Add salt and coconut milk, then mix well until it forms a thick, sticky paste.
Prepare the Protein
If using chicken, pork, or fish, season with salt, black pepper, and turmeric for extra flavor.
Assemble the Lap Lap
Lightly grease a banana leaf with coconut oil to prevent sticking. Spread the grated taro mixture evenly onto the banana leaf, about 1-2 cm thick. Place the seasoned protein in the center. Fold the banana leaf over the mixture, wrapping it tightly like a parcel. Secure with kitchen twine if needed.
Cooking Process
Traditional method: Place the wrapped in an underground oven (earth oven) and cover it with hot stones. Cook for 60-90 minutes.

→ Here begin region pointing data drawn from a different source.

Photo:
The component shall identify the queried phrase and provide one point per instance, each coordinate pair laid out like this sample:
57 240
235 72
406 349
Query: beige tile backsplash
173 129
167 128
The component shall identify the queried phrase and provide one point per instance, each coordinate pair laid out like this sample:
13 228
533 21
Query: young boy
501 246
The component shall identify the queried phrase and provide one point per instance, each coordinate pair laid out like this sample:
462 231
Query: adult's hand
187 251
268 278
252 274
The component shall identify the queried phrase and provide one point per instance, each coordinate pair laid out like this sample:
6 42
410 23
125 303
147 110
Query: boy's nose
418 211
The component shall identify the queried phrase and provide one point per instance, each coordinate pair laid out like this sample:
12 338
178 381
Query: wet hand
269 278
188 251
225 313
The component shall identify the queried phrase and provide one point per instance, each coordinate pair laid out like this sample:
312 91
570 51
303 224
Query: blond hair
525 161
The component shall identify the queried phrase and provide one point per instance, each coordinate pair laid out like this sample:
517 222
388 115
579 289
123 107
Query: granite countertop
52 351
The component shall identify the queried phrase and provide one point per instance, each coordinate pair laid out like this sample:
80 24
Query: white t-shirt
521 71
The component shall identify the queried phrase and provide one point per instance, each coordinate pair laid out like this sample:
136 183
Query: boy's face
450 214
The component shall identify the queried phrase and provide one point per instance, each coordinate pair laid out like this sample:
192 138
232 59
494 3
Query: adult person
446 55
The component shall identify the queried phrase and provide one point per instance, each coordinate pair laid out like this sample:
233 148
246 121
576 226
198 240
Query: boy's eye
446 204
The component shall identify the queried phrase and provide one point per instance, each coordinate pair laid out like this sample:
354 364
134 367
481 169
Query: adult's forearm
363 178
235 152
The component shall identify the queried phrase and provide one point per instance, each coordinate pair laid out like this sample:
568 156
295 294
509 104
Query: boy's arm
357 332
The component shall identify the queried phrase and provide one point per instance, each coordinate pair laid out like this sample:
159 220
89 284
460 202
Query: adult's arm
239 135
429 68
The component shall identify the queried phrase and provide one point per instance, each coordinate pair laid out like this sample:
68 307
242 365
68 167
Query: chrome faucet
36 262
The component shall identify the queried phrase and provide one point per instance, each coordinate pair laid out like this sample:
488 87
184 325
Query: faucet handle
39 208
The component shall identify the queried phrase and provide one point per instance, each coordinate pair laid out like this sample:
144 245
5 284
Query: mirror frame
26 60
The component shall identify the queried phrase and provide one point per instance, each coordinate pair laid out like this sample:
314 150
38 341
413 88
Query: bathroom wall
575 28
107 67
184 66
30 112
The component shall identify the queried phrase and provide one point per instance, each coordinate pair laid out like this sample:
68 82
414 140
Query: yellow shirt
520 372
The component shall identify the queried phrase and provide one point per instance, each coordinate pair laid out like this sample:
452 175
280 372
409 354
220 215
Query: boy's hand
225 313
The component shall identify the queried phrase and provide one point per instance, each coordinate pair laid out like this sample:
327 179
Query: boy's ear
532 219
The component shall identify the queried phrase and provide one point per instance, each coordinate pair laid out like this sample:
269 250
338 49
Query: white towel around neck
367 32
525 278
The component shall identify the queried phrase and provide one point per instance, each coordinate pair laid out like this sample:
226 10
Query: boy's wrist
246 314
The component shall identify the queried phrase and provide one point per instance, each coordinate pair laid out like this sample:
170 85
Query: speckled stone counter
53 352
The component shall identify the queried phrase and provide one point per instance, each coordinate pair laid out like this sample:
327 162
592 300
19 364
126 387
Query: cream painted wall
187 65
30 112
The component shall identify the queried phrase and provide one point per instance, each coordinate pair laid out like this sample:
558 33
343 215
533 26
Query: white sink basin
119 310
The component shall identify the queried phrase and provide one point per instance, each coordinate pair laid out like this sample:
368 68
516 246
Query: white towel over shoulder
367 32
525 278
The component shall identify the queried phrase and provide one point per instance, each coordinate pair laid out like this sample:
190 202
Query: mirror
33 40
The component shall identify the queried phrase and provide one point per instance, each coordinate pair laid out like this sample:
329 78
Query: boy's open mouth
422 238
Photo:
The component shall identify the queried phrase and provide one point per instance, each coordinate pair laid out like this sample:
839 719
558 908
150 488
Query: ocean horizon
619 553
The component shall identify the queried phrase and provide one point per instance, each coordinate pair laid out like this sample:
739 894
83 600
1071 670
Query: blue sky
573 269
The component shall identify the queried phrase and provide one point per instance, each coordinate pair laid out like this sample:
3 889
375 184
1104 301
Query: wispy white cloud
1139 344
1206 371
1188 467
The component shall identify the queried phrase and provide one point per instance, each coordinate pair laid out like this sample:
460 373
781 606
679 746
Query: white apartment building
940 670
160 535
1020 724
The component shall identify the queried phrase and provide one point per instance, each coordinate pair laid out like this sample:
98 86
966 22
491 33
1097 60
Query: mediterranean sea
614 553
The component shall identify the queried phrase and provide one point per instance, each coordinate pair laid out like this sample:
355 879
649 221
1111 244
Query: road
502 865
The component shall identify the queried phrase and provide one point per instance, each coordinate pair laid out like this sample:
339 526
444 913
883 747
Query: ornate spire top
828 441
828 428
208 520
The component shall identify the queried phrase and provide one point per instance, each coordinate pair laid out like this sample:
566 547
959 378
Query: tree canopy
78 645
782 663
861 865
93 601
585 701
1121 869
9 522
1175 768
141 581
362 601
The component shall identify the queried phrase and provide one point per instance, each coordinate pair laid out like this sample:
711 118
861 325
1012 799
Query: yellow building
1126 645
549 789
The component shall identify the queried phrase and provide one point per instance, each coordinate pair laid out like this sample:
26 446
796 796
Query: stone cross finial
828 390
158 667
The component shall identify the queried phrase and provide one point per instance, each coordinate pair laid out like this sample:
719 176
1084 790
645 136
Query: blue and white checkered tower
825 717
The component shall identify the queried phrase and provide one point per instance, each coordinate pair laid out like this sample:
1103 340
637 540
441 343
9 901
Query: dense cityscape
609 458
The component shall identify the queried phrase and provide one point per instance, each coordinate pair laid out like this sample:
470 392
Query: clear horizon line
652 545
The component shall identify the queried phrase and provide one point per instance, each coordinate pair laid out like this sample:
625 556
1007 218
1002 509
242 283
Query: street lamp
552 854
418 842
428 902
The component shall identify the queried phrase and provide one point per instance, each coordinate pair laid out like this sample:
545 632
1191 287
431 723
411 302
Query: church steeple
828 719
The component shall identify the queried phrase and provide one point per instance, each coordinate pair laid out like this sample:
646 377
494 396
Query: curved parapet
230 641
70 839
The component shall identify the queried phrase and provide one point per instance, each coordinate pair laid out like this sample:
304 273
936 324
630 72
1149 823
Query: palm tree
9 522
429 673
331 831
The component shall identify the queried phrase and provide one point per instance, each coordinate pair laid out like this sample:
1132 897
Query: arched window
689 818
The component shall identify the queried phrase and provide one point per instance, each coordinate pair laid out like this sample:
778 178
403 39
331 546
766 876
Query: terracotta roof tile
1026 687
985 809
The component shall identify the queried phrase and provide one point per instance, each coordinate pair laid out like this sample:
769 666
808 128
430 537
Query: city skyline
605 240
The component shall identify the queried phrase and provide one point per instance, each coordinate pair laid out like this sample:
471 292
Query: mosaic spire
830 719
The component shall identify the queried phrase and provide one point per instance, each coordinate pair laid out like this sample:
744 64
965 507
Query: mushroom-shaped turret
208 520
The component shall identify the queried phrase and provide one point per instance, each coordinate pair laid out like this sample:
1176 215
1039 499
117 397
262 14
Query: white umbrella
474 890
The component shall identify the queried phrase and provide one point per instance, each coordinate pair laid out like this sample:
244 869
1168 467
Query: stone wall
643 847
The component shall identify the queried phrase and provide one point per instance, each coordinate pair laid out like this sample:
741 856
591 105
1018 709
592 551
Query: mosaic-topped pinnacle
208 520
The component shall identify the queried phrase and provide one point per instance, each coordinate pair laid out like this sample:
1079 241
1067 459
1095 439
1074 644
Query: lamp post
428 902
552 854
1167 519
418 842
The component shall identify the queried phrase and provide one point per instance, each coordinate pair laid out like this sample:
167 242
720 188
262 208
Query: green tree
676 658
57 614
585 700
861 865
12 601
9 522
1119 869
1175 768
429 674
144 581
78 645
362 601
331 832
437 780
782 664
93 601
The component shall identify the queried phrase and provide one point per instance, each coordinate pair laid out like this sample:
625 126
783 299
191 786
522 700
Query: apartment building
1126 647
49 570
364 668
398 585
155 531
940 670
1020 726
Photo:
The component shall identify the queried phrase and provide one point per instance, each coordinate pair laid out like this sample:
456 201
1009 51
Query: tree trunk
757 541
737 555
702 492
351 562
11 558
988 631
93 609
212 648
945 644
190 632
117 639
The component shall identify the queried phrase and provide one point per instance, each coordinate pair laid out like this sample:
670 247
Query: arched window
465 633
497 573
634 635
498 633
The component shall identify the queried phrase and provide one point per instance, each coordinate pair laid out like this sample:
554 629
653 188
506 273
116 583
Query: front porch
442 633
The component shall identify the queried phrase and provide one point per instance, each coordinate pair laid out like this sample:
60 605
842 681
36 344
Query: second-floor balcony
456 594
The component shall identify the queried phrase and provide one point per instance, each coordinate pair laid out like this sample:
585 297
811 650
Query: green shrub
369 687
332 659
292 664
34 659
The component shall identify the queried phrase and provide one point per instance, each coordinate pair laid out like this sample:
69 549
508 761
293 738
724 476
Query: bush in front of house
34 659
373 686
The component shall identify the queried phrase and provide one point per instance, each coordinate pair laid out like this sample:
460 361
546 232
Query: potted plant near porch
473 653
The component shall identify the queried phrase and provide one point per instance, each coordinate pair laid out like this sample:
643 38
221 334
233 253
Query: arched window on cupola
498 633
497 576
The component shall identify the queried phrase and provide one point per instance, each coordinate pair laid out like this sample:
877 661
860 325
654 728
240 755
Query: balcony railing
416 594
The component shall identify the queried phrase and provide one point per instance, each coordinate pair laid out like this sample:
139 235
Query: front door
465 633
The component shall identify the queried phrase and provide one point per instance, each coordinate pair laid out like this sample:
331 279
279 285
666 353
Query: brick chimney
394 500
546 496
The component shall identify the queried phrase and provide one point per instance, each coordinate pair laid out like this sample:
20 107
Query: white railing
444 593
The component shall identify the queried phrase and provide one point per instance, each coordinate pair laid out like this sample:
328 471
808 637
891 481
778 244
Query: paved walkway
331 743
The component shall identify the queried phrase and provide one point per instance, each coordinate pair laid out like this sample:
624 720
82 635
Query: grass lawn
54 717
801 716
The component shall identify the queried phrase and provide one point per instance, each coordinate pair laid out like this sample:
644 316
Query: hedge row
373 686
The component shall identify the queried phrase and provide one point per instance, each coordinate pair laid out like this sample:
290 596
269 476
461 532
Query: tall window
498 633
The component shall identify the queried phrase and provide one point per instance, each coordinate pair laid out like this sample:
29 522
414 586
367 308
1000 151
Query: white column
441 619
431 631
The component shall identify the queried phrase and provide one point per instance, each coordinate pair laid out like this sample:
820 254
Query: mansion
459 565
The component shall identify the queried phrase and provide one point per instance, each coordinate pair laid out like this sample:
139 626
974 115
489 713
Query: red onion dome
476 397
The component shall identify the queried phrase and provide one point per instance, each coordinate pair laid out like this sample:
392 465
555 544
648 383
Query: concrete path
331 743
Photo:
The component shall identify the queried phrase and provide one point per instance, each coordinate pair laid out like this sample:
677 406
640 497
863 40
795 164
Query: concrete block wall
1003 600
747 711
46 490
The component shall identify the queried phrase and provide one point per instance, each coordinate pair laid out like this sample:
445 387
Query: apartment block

Modern alternative: Steam the wrapped parcel in a large pot with a steamer basket for 90 minutes, or bake in an oven at 180°C (350°F) for 60-75 minutes.
Serve & Enjoy!
Unwrap the garnish with grated coconut and fresh herbs. Serve hot and enjoy the rich, comforting taste of Vanuatu!
Cooking Tips
Use fresh coconut milk
🟢for the best flavor and creaminess. If unavailable, use canned coconut milk, but shake well before using.
Wrap properly:
🟢If banana leaves are unavailable, use parchment paper and aluminum foil to prevent the dish from drying out.
Underground oven method:
🟢If cooking traditionally, heat the stones thoroughly to maintain consistent cooking heat.